Your calendar is 13 days off relative to the vernal equinox that determines Easter. Period. The Gregorian calendar sought to realign March 21 with the equinox, since that was the date of the equinox at the time of the Council of Nicaea in 325. The equinox is the equinox. It happens when it happens, no matter what date either one of us wants to call it. But March 21 is supposed to be important to assign to the equinox. The Gregorian has it fall on March 21 (or occasionally in the late hours of March 20). It will take something like 3500 years to drift one full day if uncorrected. The Julian has March 21 fall on Gregorian April 3, thirteen days after the astronomical reality of the vernal equinox has already taken place. If March 21 is such an important date to both of us, and we have already made the adjustment, there's only one way to go here. The division over this is just silly. Even the Anglicans decided that enough was enough, and got in line with the improved Gregorian calendar around 1750.

The "heresy" of one head? The *heresy* of primacy? You have been separated from us for so long that you have built up primacy as an issue involving *heresy*??? I dunno about that! It seems to me that the Orthodox, generally, are willing to assign primacy to the bishop of Rome with certain restrictions, but we differ as to the boundaries of papal authority. The principle of primacy is not denied and watered down to the point where to even refer to it is a "heresy," is it? Perhaps I have misread the statements of the last few Ecumenical Patriarchs and others on this topic. It's not my business to tell you what your own Church teaches, but I think you will find that the basic principle of some element of primacy is considered worth exploring from your point of view, and therefore is not a "heresy," for the mere mention of which anathemas flow.

As for the Ukrainians, I fail to see the connection. The Catholics and Ukrainian Orthodox have always coexisted. The Soviets did their darnedest to undermine both Churches. They were particularly zealous in this regard with the Catholics, as they were "under a foreign head." Many Catholic churches were ripped away. The Church lost huge amounts of its own patrimony. Now that religious freedom has, relatively speaking, made a comeback in Russia, the Catholics want at least some of their former property back. The Orthodox, xenophobic as usual, have moved heaven and earth to get the secular government to not officially recognize anything but Orthodoxy. Where's the freedom? Catholics, a sizable minority, but a minority just the same, want their rights. That some of them seek these rights at the expense of the Orthodox in some of the property disputes is perfectly understandable. I suppose your opposition to that is also perfectly understandable. But neither of us should whine about it. The situation is complex, and a massive scandal against the letter and spirit of John 17:20-21. We both need to move more toward each other, instead of demanding that the "other side" makes all of the movements forward.

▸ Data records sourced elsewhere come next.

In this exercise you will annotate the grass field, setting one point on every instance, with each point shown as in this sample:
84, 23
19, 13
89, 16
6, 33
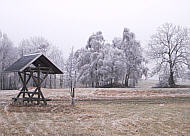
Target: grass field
117, 112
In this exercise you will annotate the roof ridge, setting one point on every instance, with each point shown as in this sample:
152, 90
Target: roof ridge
33, 54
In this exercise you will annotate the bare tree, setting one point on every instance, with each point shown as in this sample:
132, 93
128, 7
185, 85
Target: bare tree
168, 47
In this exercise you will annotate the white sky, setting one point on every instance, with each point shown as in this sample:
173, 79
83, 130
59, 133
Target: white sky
68, 23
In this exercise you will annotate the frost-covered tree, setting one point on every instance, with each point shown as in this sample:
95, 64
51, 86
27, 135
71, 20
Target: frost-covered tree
88, 60
103, 63
169, 48
133, 60
8, 54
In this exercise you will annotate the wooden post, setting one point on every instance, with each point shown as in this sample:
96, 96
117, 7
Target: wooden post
73, 96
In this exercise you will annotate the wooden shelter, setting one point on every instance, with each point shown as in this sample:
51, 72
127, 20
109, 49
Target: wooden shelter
34, 67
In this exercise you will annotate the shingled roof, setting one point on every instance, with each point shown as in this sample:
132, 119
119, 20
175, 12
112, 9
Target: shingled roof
35, 59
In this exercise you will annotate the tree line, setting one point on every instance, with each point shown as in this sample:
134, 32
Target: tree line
121, 62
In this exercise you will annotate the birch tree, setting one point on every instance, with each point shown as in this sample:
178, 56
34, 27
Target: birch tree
169, 48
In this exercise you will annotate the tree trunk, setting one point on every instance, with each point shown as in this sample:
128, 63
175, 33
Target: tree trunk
171, 79
126, 80
55, 81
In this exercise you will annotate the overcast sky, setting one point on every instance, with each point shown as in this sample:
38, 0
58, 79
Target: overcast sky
70, 23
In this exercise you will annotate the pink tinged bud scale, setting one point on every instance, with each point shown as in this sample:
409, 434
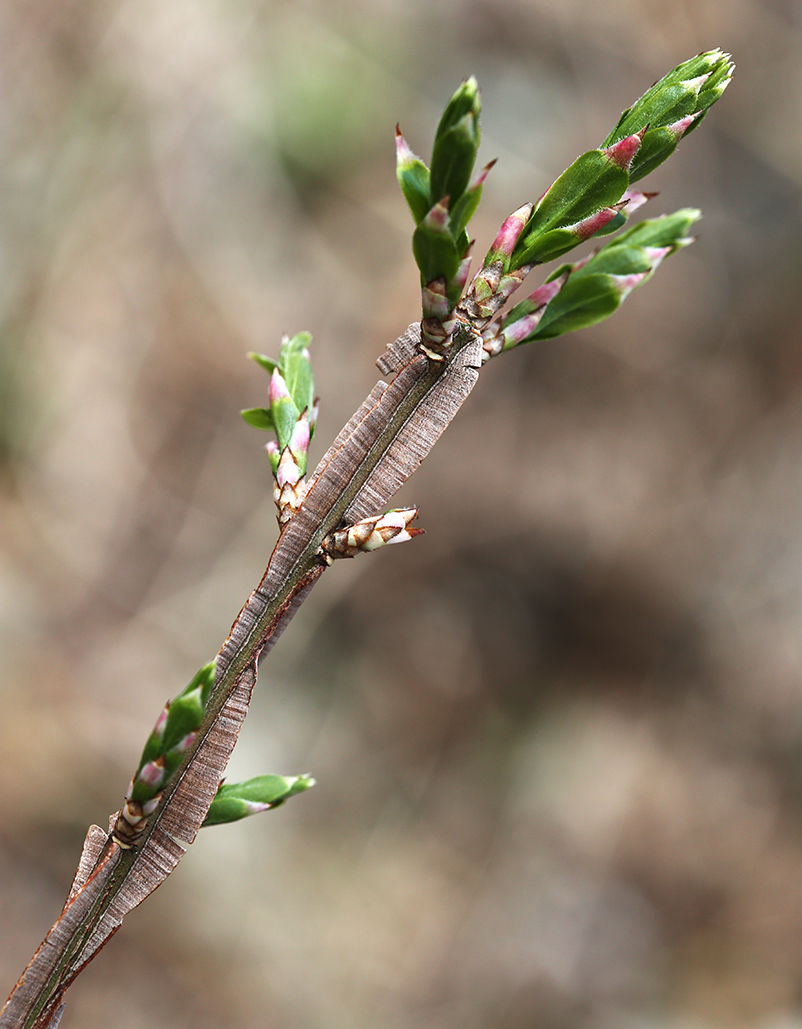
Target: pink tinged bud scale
589, 226
623, 152
624, 284
370, 534
680, 128
278, 388
509, 234
403, 151
152, 773
299, 440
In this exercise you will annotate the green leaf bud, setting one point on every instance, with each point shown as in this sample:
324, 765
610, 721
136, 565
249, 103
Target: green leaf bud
264, 361
672, 107
577, 205
433, 246
259, 418
236, 801
456, 143
413, 178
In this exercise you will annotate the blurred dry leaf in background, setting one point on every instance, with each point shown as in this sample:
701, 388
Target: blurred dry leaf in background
565, 789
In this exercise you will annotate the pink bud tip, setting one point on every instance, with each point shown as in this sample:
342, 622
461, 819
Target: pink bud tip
678, 129
278, 388
622, 153
510, 233
696, 83
159, 729
635, 199
403, 152
589, 226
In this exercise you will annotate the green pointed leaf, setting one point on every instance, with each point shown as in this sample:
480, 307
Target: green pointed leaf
684, 92
414, 181
456, 143
294, 366
668, 231
461, 213
433, 247
264, 361
592, 182
285, 414
236, 801
581, 303
184, 716
259, 418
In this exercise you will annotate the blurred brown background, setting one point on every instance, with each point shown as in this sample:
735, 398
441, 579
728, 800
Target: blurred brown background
558, 740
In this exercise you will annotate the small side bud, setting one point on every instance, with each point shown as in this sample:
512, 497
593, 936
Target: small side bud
370, 534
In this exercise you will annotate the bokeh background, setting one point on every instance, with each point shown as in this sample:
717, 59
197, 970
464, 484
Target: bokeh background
558, 740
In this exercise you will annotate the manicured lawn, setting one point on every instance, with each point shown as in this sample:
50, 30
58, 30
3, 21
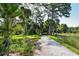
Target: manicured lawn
24, 45
69, 41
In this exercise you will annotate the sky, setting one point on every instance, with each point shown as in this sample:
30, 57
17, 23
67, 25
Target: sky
73, 20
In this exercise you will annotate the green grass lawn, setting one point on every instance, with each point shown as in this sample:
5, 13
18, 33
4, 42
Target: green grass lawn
70, 41
24, 45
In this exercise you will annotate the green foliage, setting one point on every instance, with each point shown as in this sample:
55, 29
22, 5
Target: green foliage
70, 41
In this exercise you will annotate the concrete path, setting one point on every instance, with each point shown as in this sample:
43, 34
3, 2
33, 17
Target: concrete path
49, 47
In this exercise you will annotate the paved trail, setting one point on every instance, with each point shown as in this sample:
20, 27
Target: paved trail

I spoke of the secularized culture that inevitably derives from a heretical Christian one. Russian orthodoxy, and the rest of Orthodoxy in the homelands, doesn't deal with religious modernism or the post-Christian secularism derived from Protestantism. All of that stuff is ovr here, and stems from the multiplicity of sects coming out of the so-called Reformation. It just isn't an issue for the Orthodox. It may become one as time goes on, particularly in Orthodox outposts in places like the US, but it's not a big thing yet. Therefor, Orthodoxy is relatively untainted at its lower levels by clashes with post-Christian religious modernism and post-Christian secularism derived from a non-apostolic understanding of Christianity. That's ALL I meant. I was NOT talking about battling secularism in the atheistic Communist mode. You guys were simply battling *that* brand of secularism for survival, and I already said (in two posts!) that I have great admiration for that. If you want to argue with me about the fact that I value the Orthodox for this, fine. But read carefully enough to know what I mean by "secularism" before you go off.